40 In addition to those mandatory conditions, I have made the following orders.
· You must perform 300 hours of unpaid community work over a period of four years as directed by the regional manager. If you fail to comply with this order, the Secretary of the Department of Justice or delegate may give you a direction to perform additional hours of unpaid community work in accordance with the Sentencing Act 1991;
· You must be under the supervision of a Community Corrections Officer for a period of four years;
· You just undergo assessment and treatment (including testing) for drug abuse or dependence, as directed by the regional manager;
· You must undergo assessment and treatment (including testing) for alcohol abuse or dependency, as directed by the regional manager;
· You must undergo any mental health assessment (and treatment) that may include psychological, neuro-psychological, psychiatric or treatment in a hospital or residential facility, as directed by the regional manager;
· You must participate in programs and/or courses that address factors relating to the offending as directed by the regional manager;
· You must participate in programs and/or courses that are consistent with achieving the purpose of treatment and rehabilitation that may include employment, education, cultural and personal development programs, as directed by the regional manager but particularly, assessment and treatment and rehabilitation in respect of gambling.
41 A copy of this will be provided to the Crown, Mr Zayler and yourself. If you breach any condition of this order, you commit a criminal offence which is punishable by a period of three months' imprisonment and you will be brought back to me. At that time, if you have breached your community corrections order, one of the options available to me is that I am at large in re-sentencing you. I recommend to you heartily, do not come back to me. There are many people in the community that would regard this sentence as more than merciful.

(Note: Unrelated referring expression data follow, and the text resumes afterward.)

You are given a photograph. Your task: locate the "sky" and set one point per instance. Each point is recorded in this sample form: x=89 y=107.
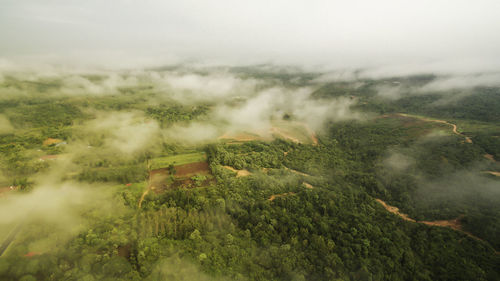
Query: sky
x=439 y=34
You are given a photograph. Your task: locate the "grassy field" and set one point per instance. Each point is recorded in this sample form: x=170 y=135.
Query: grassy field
x=180 y=159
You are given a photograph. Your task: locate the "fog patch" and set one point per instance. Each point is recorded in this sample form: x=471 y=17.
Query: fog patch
x=177 y=268
x=124 y=132
x=398 y=162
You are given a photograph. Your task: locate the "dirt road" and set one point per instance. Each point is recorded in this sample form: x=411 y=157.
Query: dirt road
x=454 y=127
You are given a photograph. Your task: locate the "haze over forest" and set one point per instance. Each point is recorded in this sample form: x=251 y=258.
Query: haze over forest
x=249 y=140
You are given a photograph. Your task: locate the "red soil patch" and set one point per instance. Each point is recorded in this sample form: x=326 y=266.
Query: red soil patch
x=395 y=210
x=239 y=173
x=51 y=141
x=124 y=251
x=5 y=190
x=274 y=196
x=31 y=254
x=48 y=157
x=453 y=224
x=497 y=174
x=489 y=157
x=192 y=169
x=307 y=185
x=185 y=170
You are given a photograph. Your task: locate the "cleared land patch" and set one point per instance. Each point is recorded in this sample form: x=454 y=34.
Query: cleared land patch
x=177 y=160
x=239 y=173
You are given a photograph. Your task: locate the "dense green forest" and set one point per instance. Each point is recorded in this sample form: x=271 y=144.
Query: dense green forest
x=100 y=182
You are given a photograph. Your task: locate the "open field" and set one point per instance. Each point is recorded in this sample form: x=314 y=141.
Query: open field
x=177 y=160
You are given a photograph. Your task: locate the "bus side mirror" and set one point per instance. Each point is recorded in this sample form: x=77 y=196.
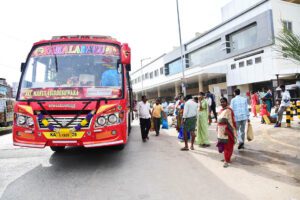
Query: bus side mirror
x=23 y=65
x=125 y=54
x=128 y=67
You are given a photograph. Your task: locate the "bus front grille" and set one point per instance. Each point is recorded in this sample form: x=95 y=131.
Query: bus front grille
x=63 y=121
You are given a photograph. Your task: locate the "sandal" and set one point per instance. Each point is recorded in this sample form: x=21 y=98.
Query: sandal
x=226 y=165
x=184 y=149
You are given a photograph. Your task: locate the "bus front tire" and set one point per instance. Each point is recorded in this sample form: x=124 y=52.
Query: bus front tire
x=58 y=149
x=119 y=147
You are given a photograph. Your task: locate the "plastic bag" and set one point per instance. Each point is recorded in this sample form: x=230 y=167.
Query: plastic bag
x=165 y=124
x=180 y=134
x=257 y=108
x=250 y=135
x=152 y=125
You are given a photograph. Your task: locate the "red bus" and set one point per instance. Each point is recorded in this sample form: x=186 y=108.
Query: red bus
x=74 y=91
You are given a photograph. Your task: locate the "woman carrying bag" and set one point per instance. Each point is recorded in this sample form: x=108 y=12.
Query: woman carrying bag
x=226 y=129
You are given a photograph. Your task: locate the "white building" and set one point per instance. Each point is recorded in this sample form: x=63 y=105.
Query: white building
x=239 y=52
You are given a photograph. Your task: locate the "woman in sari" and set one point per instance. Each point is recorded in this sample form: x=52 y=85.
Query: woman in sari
x=202 y=122
x=226 y=131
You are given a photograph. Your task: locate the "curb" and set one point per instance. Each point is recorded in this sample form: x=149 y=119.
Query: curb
x=6 y=131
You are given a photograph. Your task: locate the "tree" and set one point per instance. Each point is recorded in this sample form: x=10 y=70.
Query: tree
x=289 y=44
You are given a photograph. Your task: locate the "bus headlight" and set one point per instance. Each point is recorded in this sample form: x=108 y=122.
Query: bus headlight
x=101 y=121
x=21 y=120
x=29 y=121
x=112 y=118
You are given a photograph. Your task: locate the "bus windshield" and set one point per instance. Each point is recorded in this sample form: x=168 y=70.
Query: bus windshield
x=72 y=71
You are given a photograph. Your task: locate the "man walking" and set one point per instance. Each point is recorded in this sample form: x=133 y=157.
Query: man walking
x=145 y=115
x=239 y=106
x=189 y=121
x=285 y=102
x=212 y=106
x=156 y=114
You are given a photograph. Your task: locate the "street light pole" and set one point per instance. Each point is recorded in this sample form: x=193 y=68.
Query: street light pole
x=181 y=52
x=143 y=59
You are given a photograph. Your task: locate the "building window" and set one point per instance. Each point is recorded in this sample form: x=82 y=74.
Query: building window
x=173 y=67
x=257 y=60
x=151 y=75
x=161 y=70
x=204 y=55
x=243 y=38
x=241 y=64
x=287 y=25
x=233 y=66
x=249 y=62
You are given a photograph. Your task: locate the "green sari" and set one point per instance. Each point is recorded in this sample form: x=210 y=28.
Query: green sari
x=202 y=124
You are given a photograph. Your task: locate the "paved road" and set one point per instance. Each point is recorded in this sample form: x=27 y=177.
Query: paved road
x=153 y=170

42 MR ZAYLER: As Your Honour pleases.
43 HIS HONOUR: I understand there are ancillary, disposal orders sought.
44 MS FLYNN: That's so, Your Honour. I understand copies have been handed up.
45 HIS HONOUR: Thank you. Your attitude to that, Mr Zayler?
46 MR ZAYLER: No objection, Your Honour.
47 HIS HONOUR: Those orders have been signed and I hand them down.
48 MS FLYNN: As Your Honour pleases.
49 HIS HONOUR: You may come out of the dock, Mr Michael.
50 OFFENDER: Thank you, Your Honour.
51 HIS HONOUR: Thanks, Ms Flynn, for coming back.